Excise Taxes

Monday, August 2nd, 2010

I recently noted that Colorado doesn’t seem to be collecting an excise on medical marijuana:

Pot sales so far are expected to generate about $2.7 million in license fees, in addition to the more than $681,000 in sales tax collected from July 2009 to February 2010.

Jacob Sullum doesn’t think legal marijuana would yield an excise tax bonanza:

Gieringer suggests a tax of 50 cents to $1 per joint, which is extremely heavy even compared to the cigarette taxes that prevail in New York City ($3 a pack, or 15 cents a cigarette, on top of the federal excise tax of 39 cents a pack).

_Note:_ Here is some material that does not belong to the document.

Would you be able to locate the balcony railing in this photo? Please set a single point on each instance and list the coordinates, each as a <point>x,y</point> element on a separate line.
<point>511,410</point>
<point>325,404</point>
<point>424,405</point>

Even a levy as big as Gieringer proposes would bring in revenues that “might range from $2.2 to $6.4 billion per year,” according to his estimate.

Federal excise taxes have changed since I last looked, but they shed some light on what’s “reasonable”:

  1. Beer (12 oz.) – $0.05
  2. Wine (750 mL) – $0.21
  3. Liquor (750 mL, 80 proof) – $2.14
  4. Cigarettes (pack of 20) – $1.01 (up from $0.39)

State taxes can be much, much higher — but the pot-friendly states of California and Colorado don’t have high excise tax rates compared to other states:

  1. Beer (12 oz.) – $0.01875 [CA], $0.0075 [CO]
  2. Wine (750 mL) – $0.20 [CA], $0.25 [CO]
  3. Liquor (750 mL, 80 proof) – $3.30 [CA], $2.58 [CO]
  4. Cigarettes (pack of 20) – $0.87 [CA], $0.84 [CO]

California NORML argues that an excise of $1 per half-gram “joint” could yield $1 billion per year for the Golden State:

At current levels of consumption, an excise tax of $1 per gram of marijuana would yield $475–$550 million per year, while a tax of $ 2 per gram ($1 per half-gram joint) would yield around $ 1 billion, about the same as California’s current excise tax on cigarettes.

Other economic studies have attempted to evaluate the revenues from a marijuana excise tax. According to a study by Caputo and Ostrom [2], a nationwide excise tax would yield $3.44–$12.25 billion (inflation adjusted to current dollars). Adjusted for population, California’s share would come to $400 million–$1.5 billion. Similar results were obtained by Gieringer [3], who estimated $3.2–$6.4 billion based on a nationwide $1 per joint tax, or $400–$800 million for California. Doubling the tax to $2 per joint could bring the total up to $1.5 billion in California.

Sales taxes would generate another $240–$400 million, so the total tax revenue could grow quite large:

Another way to estimate the total tax revenues from marijuana is by drawing a parallel with California’s current tax on cigarettes. Fully one-half of the current price of cigarettes is accounted for by taxes and fees. On a $3.60 pack, consumers pay a $0.87 excise tax, $0.28 in sales tax, and another $0.74 for the tobacco settlement. A similar 50% level of taxation in a legal $3–$5 billion marijuana market would yield $1.5–$2.5 billion.